When your request includes a `tools` array (function calling), ClawRouter automatically switches to agentic tiers:

```typescript
// Request with tools → auto-agentic mode
{
  model: "blockrun/auto",
  messages: [{ role: "user", content: "Check the weather" }],
  tools: [{ type: "function", function: { name: "get_weather", ... } }]
}
// → Routes to claude-haiku-4.5 (excellent tool use)
// → Instead of gemini-flash (may produce malformed tool calls)
```

**Why this matters:** Some models (like `deepseek-reasoner`) are optimized for chain-of-thought reasoning but can generate malformed tool calls.
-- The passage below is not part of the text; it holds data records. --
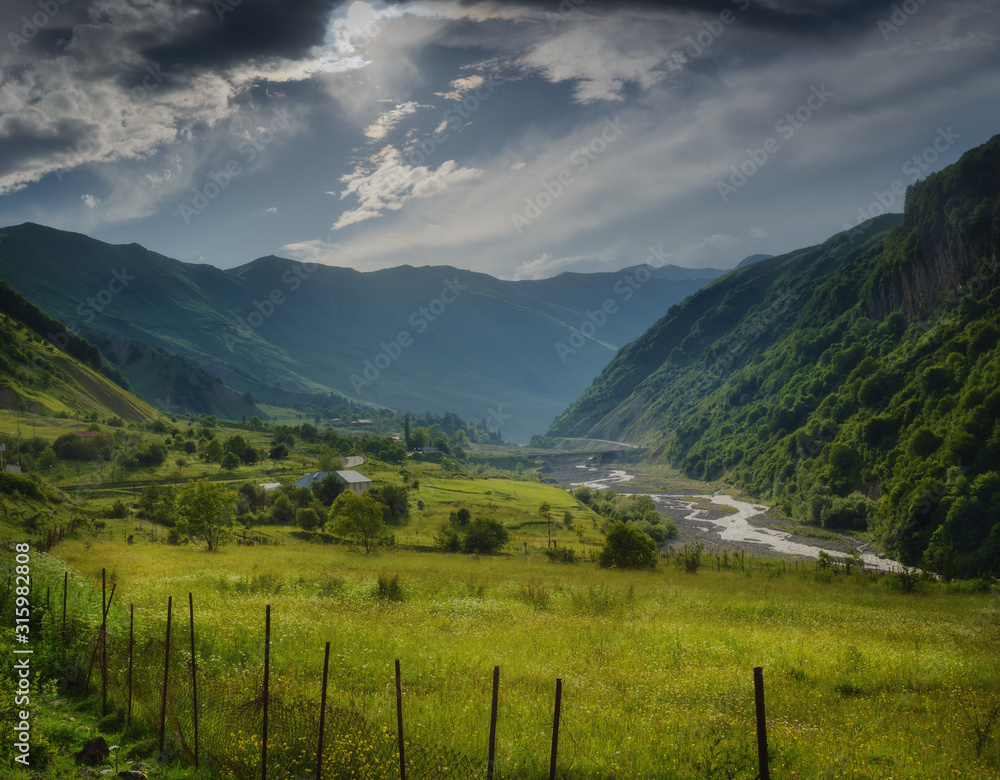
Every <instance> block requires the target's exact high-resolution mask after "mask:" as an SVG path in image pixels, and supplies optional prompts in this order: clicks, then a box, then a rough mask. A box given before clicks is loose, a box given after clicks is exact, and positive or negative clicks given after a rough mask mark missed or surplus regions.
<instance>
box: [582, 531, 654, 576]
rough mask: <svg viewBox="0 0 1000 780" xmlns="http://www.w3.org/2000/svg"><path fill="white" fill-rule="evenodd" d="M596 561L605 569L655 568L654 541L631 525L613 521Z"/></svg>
mask: <svg viewBox="0 0 1000 780" xmlns="http://www.w3.org/2000/svg"><path fill="white" fill-rule="evenodd" d="M597 563H598V565H599V566H601V567H603V568H605V569H610V568H615V569H655V568H656V542H654V541H653V539H652V538H651V537H650V536H649V534H646V533H643V532H642V531H640V530H639V529H638V528H636V527H635V526H633V525H630V524H626V523H614V524H612V526H611V528H610V529H608V535H607V538H606V539H605V540H604V547H603V548H601V552H600V553H598V555H597Z"/></svg>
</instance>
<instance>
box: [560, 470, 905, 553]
mask: <svg viewBox="0 0 1000 780" xmlns="http://www.w3.org/2000/svg"><path fill="white" fill-rule="evenodd" d="M634 470H635V469H634V468H633V467H629V466H627V465H626V466H622V467H615V466H610V467H593V466H588V467H583V466H572V467H566V468H561V469H556V470H553V473H552V475H551V476H552V477H553V478H554V479H556V480H557V481H558V482H559V484H560V485H562V486H564V487H566V488H570V487H575V486H578V485H587V486H588V487H590V488H592V489H594V490H607V489H611V490H615V491H617V492H620V493H635V492H641V493H645V494H646V495H648V496H650V497H651V498H652V499H653V501H654V502H655V503H656V506H657V509H658V510H659V511H660V513H661V514H662V515H664V516H665V517H666V518H667V519H669V520H671V521H673V522H674V524H675V525H676V526H677V528H678V530H679V532H680V534H679V536H678V537H677V538H676V539H673V540H671V542H670V544H671V545H672V546H675V547H677V546H679V547H683V546H684V545H685V544H692V543H695V542H700V543H701V544H703V545H704V546H705V549H706V551H709V550H716V549H727V550H736V551H742V552H745V553H749V554H751V555H766V556H769V557H778V558H784V559H787V560H795V559H798V560H816V558H817V556H818V555H819V552H820V551H821V550H822V551H824V552H826V553H828V554H830V555H833V556H835V557H840V556H843V555H845V554H847V553H848V551H849V550H850V549H851V548H855V549H857V550H858V551H859V552H860V553H861V557H862V559H863V560H864V562H865V566H866V567H867V568H870V569H879V570H882V571H892V570H898V569H899V564H897V563H896V562H894V561H891V560H888V559H885V558H881V557H879V556H878V555H876V554H875V553H874V552H871V551H869V550H867V549H865V547H866V543H865V542H864V541H862V540H859V539H855V538H852V537H851V536H849V535H847V534H834V533H831V532H828V531H825V530H821V529H811V528H808V527H802V528H801V530H800V529H797V528H795V527H794V526H793V525H791V524H790V523H788V522H787V521H784V520H780V519H778V518H775V517H773V516H772V515H771V514H770V513H769V507H767V506H765V505H763V504H760V503H756V502H754V503H751V502H748V501H743V500H740V499H737V498H734V497H733V496H730V495H727V494H726V493H724V492H722V491H721V490H719V491H712V492H711V493H709V492H706V488H709V489H710V486H707V485H702V486H701V487H700V488H697V487H693V486H691V485H689V486H686V487H683V488H681V487H678V488H668V489H667V490H666V491H664V492H656V491H653V490H635V489H630V488H631V485H630V483H632V482H634V480H635V474H634V473H633V471H634ZM647 482H648V480H647ZM797 531H799V532H797ZM811 532H815V533H816V534H817V536H815V537H814V536H810V535H809V534H810V533H811Z"/></svg>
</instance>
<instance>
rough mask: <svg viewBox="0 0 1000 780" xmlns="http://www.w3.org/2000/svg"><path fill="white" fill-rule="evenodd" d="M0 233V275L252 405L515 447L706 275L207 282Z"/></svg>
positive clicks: (158, 390) (131, 368)
mask: <svg viewBox="0 0 1000 780" xmlns="http://www.w3.org/2000/svg"><path fill="white" fill-rule="evenodd" d="M5 232H6V237H5V239H4V240H3V242H2V243H0V278H3V279H5V280H6V281H7V282H8V283H9V284H10V285H11V286H12V287H14V288H15V289H17V290H18V291H19V292H21V293H22V294H24V295H25V296H26V297H28V298H29V299H30V300H31V301H33V302H34V303H36V304H37V305H39V306H41V307H42V308H44V309H45V310H46V311H48V312H50V313H51V314H53V315H54V316H57V317H59V318H60V319H62V320H63V321H65V322H69V323H72V324H73V327H74V328H76V329H78V330H79V331H80V332H81V333H84V334H86V335H88V337H92V338H93V339H95V340H101V341H102V343H103V342H104V341H105V340H109V341H116V342H117V341H120V340H125V341H137V342H142V343H146V344H150V345H153V346H155V347H158V348H160V349H162V350H164V351H165V352H166V353H168V354H169V355H179V356H180V357H182V358H184V359H185V360H186V361H188V362H189V363H191V364H193V365H194V366H196V367H197V368H198V369H201V370H204V371H207V372H208V373H210V374H212V375H214V376H216V377H218V378H220V379H221V380H222V381H223V382H224V383H225V385H226V386H228V387H230V388H232V389H233V390H235V391H236V392H237V394H238V395H242V394H245V393H250V394H251V395H252V397H253V398H254V399H255V400H256V401H257V402H260V403H269V404H278V405H284V406H289V405H291V404H292V403H296V402H299V403H306V402H309V399H310V396H312V397H315V396H316V395H318V394H319V395H323V396H330V395H331V394H332V396H333V399H332V400H336V401H337V402H343V401H346V400H355V401H361V402H365V403H371V404H377V405H380V406H385V407H389V408H391V409H395V410H397V411H401V412H405V411H423V410H428V409H429V410H431V411H435V412H438V413H444V412H449V411H450V412H455V413H457V414H459V415H460V416H461V417H463V418H465V419H470V420H483V419H487V418H491V419H494V420H495V421H496V423H497V425H500V424H501V423H502V427H503V435H504V437H505V438H508V439H511V440H521V441H526V440H527V439H528V437H529V436H530V435H531V434H533V433H537V432H539V431H541V430H544V428H545V427H546V426H548V425H549V424H550V422H551V421H552V419H553V418H554V417H555V415H556V414H558V413H559V411H560V410H562V409H563V408H565V407H566V405H567V404H569V403H570V402H571V401H572V400H573V399H574V398H576V397H577V396H578V395H579V394H580V393H581V392H582V391H583V390H584V389H585V388H586V386H587V384H588V383H589V382H590V381H591V380H592V379H593V378H594V377H595V376H596V375H597V374H598V373H599V372H600V370H601V368H603V367H604V365H605V364H606V363H607V362H608V361H609V360H610V359H611V358H612V357H613V356H614V354H615V352H616V351H617V349H618V348H619V347H620V346H622V345H623V344H626V343H628V342H629V341H630V340H632V339H634V338H635V337H636V336H638V335H639V334H641V333H642V332H643V331H644V330H645V329H646V328H647V327H649V325H650V324H651V323H653V322H654V321H655V320H656V319H657V318H658V317H660V316H662V314H663V312H664V310H665V309H666V307H668V306H669V305H670V304H671V303H676V302H678V301H680V300H682V299H683V298H684V297H685V296H687V295H689V294H690V293H692V292H694V291H696V290H698V289H699V288H700V287H701V286H702V285H703V284H705V283H706V282H707V281H709V280H711V279H713V278H715V277H716V276H717V275H718V273H719V272H717V271H712V270H711V269H699V270H695V271H692V270H688V269H680V268H675V267H672V266H663V267H660V268H651V267H649V266H639V267H637V268H633V269H631V270H628V269H626V270H623V271H622V272H620V273H615V274H612V273H605V274H562V275H560V276H558V277H555V278H553V279H546V280H540V281H523V282H508V281H503V280H500V279H495V278H493V277H491V276H488V275H485V274H478V273H472V272H468V271H460V270H457V269H455V268H450V267H424V268H413V267H411V266H401V267H398V268H392V269H385V270H381V271H375V272H372V273H360V272H358V271H355V270H352V269H349V268H336V267H329V266H310V265H303V264H300V263H295V262H292V261H291V260H287V259H283V258H278V257H263V258H259V259H257V260H254V261H253V262H251V263H248V264H246V265H244V266H241V267H239V268H234V269H231V270H229V271H222V270H219V269H216V268H213V267H211V266H207V265H190V264H185V263H180V262H178V261H175V260H171V259H170V258H166V257H163V256H162V255H158V254H156V253H154V252H149V251H147V250H145V249H143V248H142V247H140V246H138V245H135V244H132V245H128V246H111V245H108V244H104V243H102V242H99V241H95V240H93V239H90V238H87V237H86V236H82V235H78V234H72V233H65V232H62V231H57V230H53V229H51V228H46V227H42V226H40V225H34V224H30V223H27V224H24V225H19V226H16V227H11V228H7V229H5ZM560 345H563V346H562V348H560ZM104 351H105V354H106V355H112V356H114V355H115V354H116V353H115V351H114V350H113V349H108V348H105V350H104ZM144 354H145V355H146V356H150V355H151V353H149V352H148V351H147V352H144ZM116 362H117V363H118V364H119V365H120V366H121V368H122V370H123V371H124V372H125V373H126V374H127V375H128V376H129V378H130V381H131V382H132V383H133V384H134V385H135V386H136V389H137V392H139V393H140V394H141V395H143V397H145V398H146V400H147V401H150V402H153V401H155V400H156V398H161V399H163V398H165V396H164V395H163V389H164V388H163V385H162V383H159V382H158V383H157V384H156V386H155V387H148V385H147V383H148V376H149V373H150V372H149V371H148V370H147V369H148V367H147V366H145V365H143V364H140V366H139V367H130V365H129V364H128V363H127V362H125V361H121V360H118V358H117V357H116ZM140 368H141V370H139V369H140ZM156 370H157V371H160V370H164V371H166V372H167V374H170V373H171V372H170V370H169V367H167V366H162V365H161V366H158V367H157V369H156ZM187 383H188V384H190V383H191V382H187ZM167 392H170V389H169V388H168V389H167ZM173 392H174V395H175V396H176V395H179V394H180V390H179V389H176V388H175V389H174V391H173ZM232 400H233V399H232V398H230V399H228V401H226V403H225V404H222V405H229V403H230V402H232ZM213 402H215V401H213ZM208 403H209V402H208V401H206V402H205V404H203V407H202V408H198V409H193V410H194V411H199V412H208V411H209V409H208V408H205V407H206V406H207V404H208ZM219 403H221V402H219Z"/></svg>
Tool detection ensures requests with functions go to models proven to handle tool use correctly.

---

## Context-Length-Aware Routing

ClawRouter automatically filters out models that can't handle your context size:

```
150K token request:
  Full chain: [grok-4-fast (131K), deepseek (128K), kimi (262K), gemini (1M)]
  Filtered:   [kimi (262K), gemini (1M)]
  → Skips models that would fail with "context too long" errors
```

This prevents wasted API calls and faster fallback to capable models.

---

## Model Aliases

Use short aliases instead of full model paths:

```bash
/model free      # gpt-oss-120b (FREE!)
/model br-sonnet # anthropic/claude-sonnet-4.6
/model br-opus   # anthropic/claude-opus-4
/model br-haiku  # anthropic/claude-haiku-4.5
/model gpt       # openai/gpt-4o
/model gpt5      # openai/gpt-5.2
/model deepseek  # deepseek/deepseek-chat
/model reasoner  # deepseek/deepseek-reasoner
/model kimi      # moonshot/kimi-k2.5
/model gemini    # google/gemini-2.5-pro
/model flash     # google/gemini-2.5-flash
/model grok      # xai/grok-3
/model grok-fast # xai/grok-4-fast-reasoning
```

All aliases work with `/model blockrun/xxx` or just `/model xxx`.

---

## Free Tier Fallback

When your wallet balance hits $0, ClawRouter automatically falls back to the free model (`gpt-oss-120b`):

```
Wallet: $0.00
Request: "Help me write a function"
→ Routes to gpt-oss-120b (FREE)
→ No "insufficient funds" error
→ Keep building while you top up
```

You'll never get blocked by an empty wallet — the free tier keeps you running.

---

## Session Persistence

For multi-turn conversations, ClawRouter pins the model to prevent mid-task switching:

```
Turn 1: "Build a React component" → claude-sonnet-4.6
Turn 2: "Add dark mode support"   → claude-sonnet-4.6 (pinned)
Turn 3: "Now add tests"           → claude-sonnet-4.6 (pinned)
```

Sessions are identified by conversation ID and persist for 1 hour of inactivity.

---

## Cost Tracking with /stats

Track your savings in real-time:

```bash
# In any OpenClaw conversation
/stats
```

Output:

```
+============================================================+
|              ClawRouter Usage Statistics                   |
+============================================================+
|  Period: last 7 days                                      |
|  Total Requests: 442                                      |
|  Total Cost: $1.73                                       |
|  Baseline Cost (Opus): $20.13                            |
|  Total Saved: $18.40 (91.4%)                             |
+------------------------------------------------------------+
|  Routing by Tier:                                          |
|    SIMPLE     ===========           55.0% (243)            |
|    MEDIUM     ======                30.8% (136)            |
|    COMPLEX    =                      7.2% (32)             |
|    REASONING  =                      7.0% (31)             |
+============================================================+
```

Stats are stored locally at `~/.openclaw/blockrun/logs/` and aggregated on demand.